Trespassing fishermen contaminate rivers, waterholes and springs with poison to intoxicate the fish for easy capture.
This is an environmental disaster in the making.
Water is a precious resource for all wildlife and humans in the areas where we operate, and we carefully monitor all rivers, swamps and springs. We have invested heavily in our fleet of boats, canoes and amphibian vehicles to have a presence in these rugged terrains.
Our network of informants plays a crucial role in allowing us to take preventative measures, such as blocking fishermen before they enter the reserves.
The main issues are the local communities' lack of knowledge and information about how damaging and unsustainable their fishing practices are.
We aim to create more awareness about the adverse effects this has on their health and environment by involving key people within the wards and districts to convey this vital message.
In the short period we have managed these areas, we have made a significant difference in protecting their resources. Largely thanks to our committed and experienced team of rangers and their collaboration with the local wildlife authorities.
Ganam has committed to leasing these areas for the next ten years and plans to invest heavily towards improving our hunting grounds and the surrounding areas and communities.
Our work will require a large workforce where 80 % of the hired staff come from nearby villages, contributing greatly to the economy and development in these rural areas. We will continue our census and research to understand how we can contribute to these communities most beneficially, whether drilling for drinking water, building schools, or protecting crops from wildlife raids.
We aim to continue developing our anti-poaching strategies as we gain more experience and learn more about the areas in which we work.

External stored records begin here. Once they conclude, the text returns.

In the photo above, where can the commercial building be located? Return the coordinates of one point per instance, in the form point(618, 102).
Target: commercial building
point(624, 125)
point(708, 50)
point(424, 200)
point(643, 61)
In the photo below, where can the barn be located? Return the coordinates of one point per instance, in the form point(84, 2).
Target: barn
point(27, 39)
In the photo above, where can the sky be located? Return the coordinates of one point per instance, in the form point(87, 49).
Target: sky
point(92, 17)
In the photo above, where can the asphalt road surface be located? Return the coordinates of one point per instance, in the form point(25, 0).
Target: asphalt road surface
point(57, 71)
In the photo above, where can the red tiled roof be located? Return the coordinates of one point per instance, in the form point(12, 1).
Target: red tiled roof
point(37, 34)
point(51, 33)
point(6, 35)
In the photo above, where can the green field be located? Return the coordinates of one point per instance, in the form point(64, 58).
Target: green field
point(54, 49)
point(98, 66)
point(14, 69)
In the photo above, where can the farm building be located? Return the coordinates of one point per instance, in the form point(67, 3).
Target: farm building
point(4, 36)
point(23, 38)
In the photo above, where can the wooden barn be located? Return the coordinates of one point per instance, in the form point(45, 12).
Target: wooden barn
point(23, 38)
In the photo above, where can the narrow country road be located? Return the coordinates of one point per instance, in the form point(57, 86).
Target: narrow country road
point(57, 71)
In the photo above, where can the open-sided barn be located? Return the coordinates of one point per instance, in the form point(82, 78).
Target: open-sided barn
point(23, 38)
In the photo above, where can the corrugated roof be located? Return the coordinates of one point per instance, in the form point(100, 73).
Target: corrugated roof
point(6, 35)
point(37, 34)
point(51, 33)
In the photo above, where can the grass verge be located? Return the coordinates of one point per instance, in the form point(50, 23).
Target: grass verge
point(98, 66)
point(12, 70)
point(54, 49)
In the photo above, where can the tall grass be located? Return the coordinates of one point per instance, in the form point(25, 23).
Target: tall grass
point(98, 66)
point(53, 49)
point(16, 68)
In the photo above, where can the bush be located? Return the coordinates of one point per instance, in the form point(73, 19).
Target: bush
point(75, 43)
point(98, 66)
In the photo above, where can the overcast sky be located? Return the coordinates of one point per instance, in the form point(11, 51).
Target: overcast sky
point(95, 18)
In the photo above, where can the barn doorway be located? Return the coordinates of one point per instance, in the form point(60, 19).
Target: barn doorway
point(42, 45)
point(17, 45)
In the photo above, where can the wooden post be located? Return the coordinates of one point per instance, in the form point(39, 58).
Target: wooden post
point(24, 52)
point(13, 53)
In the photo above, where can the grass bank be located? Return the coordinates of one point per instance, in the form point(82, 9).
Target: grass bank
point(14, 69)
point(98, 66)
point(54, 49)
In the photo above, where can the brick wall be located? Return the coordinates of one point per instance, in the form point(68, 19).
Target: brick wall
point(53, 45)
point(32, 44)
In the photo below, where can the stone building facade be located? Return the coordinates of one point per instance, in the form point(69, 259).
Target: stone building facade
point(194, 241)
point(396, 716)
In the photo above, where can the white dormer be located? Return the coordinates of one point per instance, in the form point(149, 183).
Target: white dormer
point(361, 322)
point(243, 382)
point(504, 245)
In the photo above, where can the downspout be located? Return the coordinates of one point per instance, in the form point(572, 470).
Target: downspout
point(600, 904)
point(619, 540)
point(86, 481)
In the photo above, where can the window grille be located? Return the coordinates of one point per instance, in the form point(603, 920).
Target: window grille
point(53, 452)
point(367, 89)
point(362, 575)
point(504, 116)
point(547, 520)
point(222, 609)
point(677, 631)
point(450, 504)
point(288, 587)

Our rangers are well-equipped with vehicles, motorcycles, amphibious vehicles, boats, canoes, all-weather tents and accommodation, functional holiday rotation, uniform and a generous bonus and reward system to motivate them for their hard work.
Our anti-poaching and conservation efforts never take a break or disrupt its activities. To secure the future of wildlife and, at the same time, keep our rangers and collaborators safe and sound, we remain committed not only financially but also emotionally.
Our goal is to demonstrate to rural communities, the tourism industry and Africa that wildlife conservation is possible through an ethical and sustainable hunting model.